Достаточно скоро понял, что шлю письма равнодушному человеку, который удовлетворил любопытство, а детали моей жизни его не занимают. Но, остановить поток нахлынувших воспоминаний уже не смог. Они целиком захватили мой разум и мои чувства. И я продолжил, теперь уже бесцельно, накапливать в недрах компьютера все новые и новые письма, не отправляя их никому.
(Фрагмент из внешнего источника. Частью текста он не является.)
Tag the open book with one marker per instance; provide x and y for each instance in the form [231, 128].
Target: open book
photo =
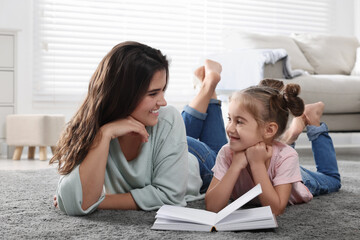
[228, 219]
Папка “Неотправленные письма другу” пухла и пухла, пока не превратилась в подобие рукописи довольно объемной книги. И тогда переслал содержимое папки моей дочери Светлане и старинному армейскому другу Александру Дудееву – большому любителю литературы и автору стихов “Книги любви”, изданной им в 2003 году.
Мнение столь разных людей было однозначным – это интересно нам и, конечно же, не оставит равнодушными потенциальных читателей, а значит, надо продолжать писать письма-воспоминания. Потому что это рассказ не только о трудной судьбе главного героя, жившего в непростое время, но и повесть о большой любви и настоящей дружбе. Это противовес негативу, который в наше время все настойчивей обрушивается со всех сторон. 

Светлана Старикова, Александр Дудеев и Олеся Лапшина стали первыми читателями моей повести, и очень помогли своими замечаниями и предложениями.
И вот эта повесть перед Вами. Я не изменил имен исторических, общеизвестных и особо колоритных персонажей. Остальные имена вымышлены, хотя, в принципе, в том не было необходимости. События, отраженные в повести, достоверны. Главное, что старался сохранить – это постепенно стирающийся даже в памяти современников особый дух времени, в котором жили мои герои, а также субъективное восприятие грандиозных событий, о которых мало известно, или известно лишь их участникам.